The constant vulnerability and victimization takes its toll. “I’ve been crying a lot lately because you get exposed to so much. You don’t make real friends. You meet people whose whole persona is ‘do you got…’ something, whatever they are looking for - cigarettes, money,” she said. “Especially the women. They see us as vulnerable. We’re targets.” She knows the housed population is tired of hearing about homelessness. “I spent Christmas on the beach in PB in a tent. I understand how people look at us. Trump is putting us in concentration camps in Utah and making them work. It’s psycho.”

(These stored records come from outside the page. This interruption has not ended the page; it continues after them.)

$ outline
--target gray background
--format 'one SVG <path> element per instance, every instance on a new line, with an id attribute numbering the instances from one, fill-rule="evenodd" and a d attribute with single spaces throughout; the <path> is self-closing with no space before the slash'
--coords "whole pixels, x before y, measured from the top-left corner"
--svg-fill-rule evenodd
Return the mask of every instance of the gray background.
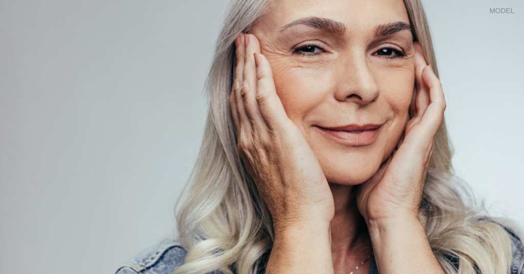
<path id="1" fill-rule="evenodd" d="M 172 233 L 225 2 L 0 1 L 0 272 L 112 273 Z M 524 223 L 524 2 L 424 3 L 457 172 Z"/>

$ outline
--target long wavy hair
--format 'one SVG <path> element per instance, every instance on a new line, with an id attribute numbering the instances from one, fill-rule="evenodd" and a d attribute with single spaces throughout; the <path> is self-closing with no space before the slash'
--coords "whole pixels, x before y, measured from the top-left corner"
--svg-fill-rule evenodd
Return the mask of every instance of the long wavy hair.
<path id="1" fill-rule="evenodd" d="M 422 4 L 420 0 L 404 3 L 414 39 L 438 76 Z M 274 240 L 271 215 L 239 157 L 228 97 L 234 40 L 249 32 L 272 3 L 232 0 L 228 6 L 206 85 L 209 110 L 202 146 L 186 185 L 188 196 L 176 210 L 179 239 L 188 255 L 173 274 L 265 270 Z M 488 216 L 454 176 L 444 122 L 435 141 L 419 215 L 440 265 L 447 273 L 507 273 L 512 267 L 520 270 L 521 262 L 512 261 L 518 256 L 515 247 L 512 250 L 510 238 L 522 235 L 518 226 Z"/>

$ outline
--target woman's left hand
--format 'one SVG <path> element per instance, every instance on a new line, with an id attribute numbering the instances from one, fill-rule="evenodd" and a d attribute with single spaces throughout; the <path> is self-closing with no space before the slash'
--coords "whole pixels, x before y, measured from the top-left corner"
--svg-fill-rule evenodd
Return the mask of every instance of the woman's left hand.
<path id="1" fill-rule="evenodd" d="M 368 226 L 374 220 L 418 220 L 433 139 L 443 120 L 446 103 L 440 81 L 426 65 L 419 43 L 414 44 L 416 113 L 407 122 L 395 151 L 359 187 L 358 210 Z"/>

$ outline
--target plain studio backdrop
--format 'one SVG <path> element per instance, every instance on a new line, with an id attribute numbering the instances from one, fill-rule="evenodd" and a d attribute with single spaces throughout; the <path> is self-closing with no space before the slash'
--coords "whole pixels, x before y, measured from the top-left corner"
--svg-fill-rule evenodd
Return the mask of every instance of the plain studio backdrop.
<path id="1" fill-rule="evenodd" d="M 114 273 L 172 233 L 226 2 L 0 1 L 0 272 Z M 457 173 L 523 224 L 524 2 L 424 4 Z"/>

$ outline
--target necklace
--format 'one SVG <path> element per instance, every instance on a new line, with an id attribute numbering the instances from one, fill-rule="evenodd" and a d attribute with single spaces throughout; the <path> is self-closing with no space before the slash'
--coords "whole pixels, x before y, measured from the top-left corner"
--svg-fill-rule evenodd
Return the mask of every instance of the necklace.
<path id="1" fill-rule="evenodd" d="M 362 265 L 364 265 L 365 262 L 366 262 L 366 261 L 367 261 L 367 260 L 369 260 L 370 258 L 371 258 L 371 255 L 373 255 L 373 253 L 372 252 L 371 254 L 369 254 L 369 256 L 367 256 L 367 258 L 366 258 L 366 259 L 364 260 L 364 261 L 363 261 L 362 263 L 359 266 L 355 267 L 354 269 L 353 269 L 353 270 L 352 270 L 352 271 L 351 272 L 350 272 L 350 274 L 353 274 L 353 273 L 355 273 L 355 271 L 357 271 L 357 270 L 358 269 L 359 267 L 362 266 Z"/>

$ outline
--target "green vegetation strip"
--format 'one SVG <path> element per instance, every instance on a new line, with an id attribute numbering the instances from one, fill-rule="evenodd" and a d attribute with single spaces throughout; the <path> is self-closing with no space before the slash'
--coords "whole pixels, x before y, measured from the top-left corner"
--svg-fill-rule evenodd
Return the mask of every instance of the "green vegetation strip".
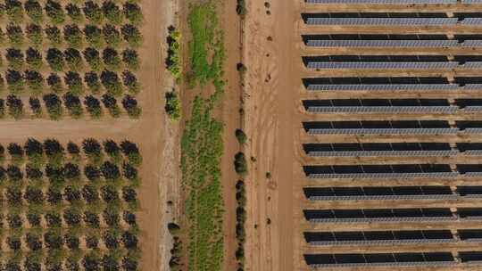
<path id="1" fill-rule="evenodd" d="M 181 169 L 186 191 L 188 270 L 216 271 L 223 259 L 220 159 L 223 125 L 212 111 L 223 93 L 223 35 L 216 5 L 193 5 L 188 18 L 192 32 L 187 82 L 190 86 L 214 86 L 209 99 L 197 95 L 181 141 Z"/>

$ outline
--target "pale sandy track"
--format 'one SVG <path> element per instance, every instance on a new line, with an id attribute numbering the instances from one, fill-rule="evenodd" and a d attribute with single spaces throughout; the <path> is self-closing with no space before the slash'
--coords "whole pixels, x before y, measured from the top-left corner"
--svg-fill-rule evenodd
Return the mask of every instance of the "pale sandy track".
<path id="1" fill-rule="evenodd" d="M 297 69 L 292 63 L 298 17 L 292 2 L 269 1 L 270 8 L 262 1 L 248 2 L 245 126 L 250 137 L 246 153 L 256 161 L 250 163 L 247 177 L 246 270 L 296 269 L 293 248 L 296 92 L 291 75 Z"/>

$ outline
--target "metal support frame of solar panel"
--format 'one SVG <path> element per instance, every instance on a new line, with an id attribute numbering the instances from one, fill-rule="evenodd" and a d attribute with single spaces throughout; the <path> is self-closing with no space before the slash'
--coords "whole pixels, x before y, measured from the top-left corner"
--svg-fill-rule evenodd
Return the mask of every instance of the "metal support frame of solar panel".
<path id="1" fill-rule="evenodd" d="M 473 129 L 473 130 L 472 130 Z M 482 129 L 467 128 L 465 134 L 482 134 Z M 309 135 L 453 135 L 458 128 L 310 128 Z"/>
<path id="2" fill-rule="evenodd" d="M 400 201 L 400 200 L 457 200 L 457 194 L 426 195 L 356 195 L 356 196 L 310 196 L 310 201 Z"/>
<path id="3" fill-rule="evenodd" d="M 466 1 L 464 1 L 466 2 Z M 456 4 L 457 0 L 306 0 L 307 4 Z"/>
<path id="4" fill-rule="evenodd" d="M 482 85 L 470 86 L 470 88 L 461 87 L 456 84 L 350 84 L 350 85 L 319 85 L 310 84 L 306 87 L 308 91 L 422 91 L 422 90 L 454 90 L 482 89 Z"/>
<path id="5" fill-rule="evenodd" d="M 453 156 L 460 152 L 453 150 L 437 151 L 334 151 L 309 152 L 311 157 L 370 157 L 370 156 Z M 482 155 L 482 150 L 480 154 Z"/>
<path id="6" fill-rule="evenodd" d="M 460 219 L 482 220 L 482 218 L 461 218 L 459 217 L 407 217 L 407 218 L 310 218 L 311 223 L 391 223 L 391 222 L 430 222 L 458 221 Z"/>
<path id="7" fill-rule="evenodd" d="M 482 107 L 481 107 L 482 108 Z M 457 106 L 310 106 L 311 113 L 455 113 Z M 473 109 L 475 111 L 475 108 Z"/>
<path id="8" fill-rule="evenodd" d="M 477 18 L 468 18 L 477 19 Z M 466 20 L 468 20 L 466 19 Z M 306 19 L 308 25 L 403 25 L 429 26 L 453 25 L 458 18 L 313 18 Z M 465 20 L 464 20 L 465 21 Z M 478 24 L 478 21 L 469 20 L 465 24 Z"/>
<path id="9" fill-rule="evenodd" d="M 386 262 L 386 263 L 359 263 L 359 264 L 312 264 L 312 268 L 333 267 L 437 267 L 458 265 L 456 261 L 431 261 L 431 262 Z"/>
<path id="10" fill-rule="evenodd" d="M 467 43 L 467 44 L 466 44 Z M 309 47 L 460 47 L 481 46 L 478 40 L 468 40 L 459 43 L 457 40 L 370 40 L 370 39 L 346 39 L 346 40 L 308 40 Z"/>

The apartment she currently is supposed to be living in recently had an electrical fire in the closet. She wasn’t home when fire fighters sprayed the studio apartment with retardant. Her belongings were piled into the center of the room and covered with a plastic tarp. “An inspector from the Housing Commission came and declared it uninhabitable,” she said. The smell of slightly astringent fire retardant still hangs heavy in the air. A cot is shoved into the corner near the window that looks onto the passageway outside her door. She is highly sensitive to smells. Of the fire retardant, she said, “My skin is burning. It’s depleting my body. I can feel it.” She is also allergic to pesticides, so when management sprayed to rid the building of roaches, she was taken to the emergency room because she couldn’t breathe. “People don’t think of these things. We’re all different,” she said. “I’m losing my mind here, I can’t stay in this room, but they are trying to evict me and it’s not my fault.”

Still Robin has a positive outlook on life. She believes in people. On her way to a church feed Sunday, a man in a wheelchair cheered her up with a brief conversation and it had a lasting impact the rest of that day. She shared that she has a grand vision for developing an app that will link to an interactive map explaining what natural resources went into making any item, and where on the planet those resources were harvested. When I pointed out that developing that app might be a bit expensive, she replied, “Money is no object when you have none. I’m learning to separate myself from my circumstances.”